Kwargs allocating (?)

Hi there,

consider the following simple function:

    M = [1.0  2.0;
        3.0  4.0]
    n = size(M,1)
    I_n = Matrix{Float64}(I, n, n)
    A_temp = zeros(n, n)
    diff_temp = zeros(n, n)
    function inf_norm_diff_type_stable_no_allocs2(args, M, I_n, A_temp, diff)
        # Collect the scalar inputs into a vector
        for i in eachindex(A_temp)
            A_temp[i] = args[i]
        end
        # Compute the difference A*M - I
        mul!(diff, A_temp, M)
        @. diff -= I_n
        return mapreduce(x -> x^2, +, diff)
    end

As expected this has no allocations

@btime inf_norm_diff_type_stable_no_allocs2($(rand(4)), $(M), $(I_n), $(A_temp), $(diff_temp))
  21.314 ns (0 allocations: 0 bytes)

However, consider the following modification of passing some of the arguments as kwargs:

    function inf_norm_diff_type_stable(args...; M, I_n, A_temp, diff)
        # Collect the scalar inputs into a vector
        for i in eachindex(A_temp)
            A_temp[i] = args[i]
        end
        # Compute the difference A*M - I
        mul!(diff, A_temp, M)
        @. diff -= I_n
        return mapreduce(x -> x^2, +, diff)
    end
julia> @btime inf_norm_diff_type_stable($(rand()), $(rand()), $(rand()), $(rand()); M = $(M), I_n = $(I_n), A_temp = $(A_temp), diff = $(diff_temp))
  36.374 ns (5 allocations: 80 bytes)

It does allocate!
Interestingly, the issue seems to come from the @. line since:

    function inf_norm_diff_type_stable2(args...; M, I_n, A_temp, diff)
        # Collect the scalar inputs into a vector
        for i in eachindex(A_temp)
            A_temp[i] = args[i]
        end
        # Compute the difference A*M - I
        mul!(diff, A_temp, M)
        #@. diff -= I_n
        return mapreduce(x -> x^2, +, diff)
    end
julia> @btime inf_norm_diff_type_stable2($(rand()), $(rand()), $(rand()), $(rand()); M = $(M), I_n = $(I_n), A_temp = $(A_temp), diff = $(diff_temp))
  12.929 ns (0 allocations: 0 bytes)

Comparing @code_warntype and @code_lowered outputs of each is not helping me to identify the issue. Can someone let me know what I’m missing here?

Thanks in advance!

You made another significant change other than keyword arguments, you changed args to args..., and that’s the real cause of your allocations:

julia> function inf_norm_diff_type_stable3(args; M, I_n, A_temp, diff)
           # Collect the scalar inputs into a vector
           for i in eachindex(A_temp)
               A_temp[i] = args[i]
           end
           # Compute the difference A*M - I
           mul!(diff, A_temp, M)
           @. diff -= I_n
           return mapreduce(x -> x^2, +, diff)
       end
inf_norm_diff_type_stable3 (generic function with 1 method)

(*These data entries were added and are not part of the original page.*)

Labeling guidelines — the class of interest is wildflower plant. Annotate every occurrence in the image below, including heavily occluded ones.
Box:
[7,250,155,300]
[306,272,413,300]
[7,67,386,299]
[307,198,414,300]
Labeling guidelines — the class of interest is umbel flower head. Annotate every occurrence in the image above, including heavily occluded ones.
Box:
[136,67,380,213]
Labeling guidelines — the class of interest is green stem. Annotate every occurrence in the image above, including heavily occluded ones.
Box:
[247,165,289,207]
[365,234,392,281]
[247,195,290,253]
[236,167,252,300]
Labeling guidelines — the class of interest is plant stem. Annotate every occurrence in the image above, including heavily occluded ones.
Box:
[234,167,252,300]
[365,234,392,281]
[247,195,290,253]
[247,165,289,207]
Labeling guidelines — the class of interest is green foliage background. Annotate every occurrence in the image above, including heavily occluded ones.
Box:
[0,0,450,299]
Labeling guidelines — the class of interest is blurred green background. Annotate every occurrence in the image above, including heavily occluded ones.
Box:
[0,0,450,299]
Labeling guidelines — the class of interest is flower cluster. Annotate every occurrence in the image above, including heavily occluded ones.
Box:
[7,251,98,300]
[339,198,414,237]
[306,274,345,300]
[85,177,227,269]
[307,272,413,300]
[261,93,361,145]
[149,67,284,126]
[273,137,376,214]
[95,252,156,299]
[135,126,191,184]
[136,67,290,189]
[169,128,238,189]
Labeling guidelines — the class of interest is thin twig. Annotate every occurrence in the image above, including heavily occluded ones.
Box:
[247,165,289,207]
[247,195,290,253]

julia> @btime inf_norm_diff_type_stable3($(rand(4)); M = $(M), I_n = $(I_n), A_temp = $(A_temp), diff = $(diff_temp))
  32.460 ns (0 allocations: 0 bytes)
14.74157464731775

Contrary to what @code_warntype and related methods assume (and should warn users about), the compiler does not automatically specialize (at least, not fully) a method over Function/Type/Vararg inputs, so args[i] is type-unstable. If you want to opt into specialization, you need method parameters, see the Performance Tips for examples.

As for why commenting out @. diff -= I_n resulted in zero allocations, I don’t know, I don’t think the for-loop becomes dead code.

1 Like

Thanks! Useful to know that iterating over Vararg inputs is type-unstable. Its hard to tell from @code_warntype so thanks for letting me know.

I am still puzzled by why the type-instability seems to go aways when commenting out @. diff -= I_n

If anyone know why, it would be great.

Quickly factchecking myself, args[i] might be type-stable, or at least potentially. It’s harder to see in the underlying method that moves all the keyword arguments to the front, but it does specialize over all these keyword arguments’ types, including diff and I_n, and the types of args elements, just not the number of them:

julia> methods(var"#inf_norm_diff_type_stable2#4")[1].specializations
MethodInstance for var"#inf_norm_diff_type_stable2#4"(::Matrix{Float64}, ::Matrix{Float64}, ::Matrix{Float64}, ::Matrix{Float64}, ::typeof(inf_norm_diff_type_stable2), ::Float64, ::Vararg{Float64})

Unfortunately @code_llvm also assumes full specialization, so that doesn’t help spot where and why there are allocations.

1 Like

Thanks for factchecking yourself and taking the time to go deeper. Hopefully we get at why these allocations are happening in the end.

1 Like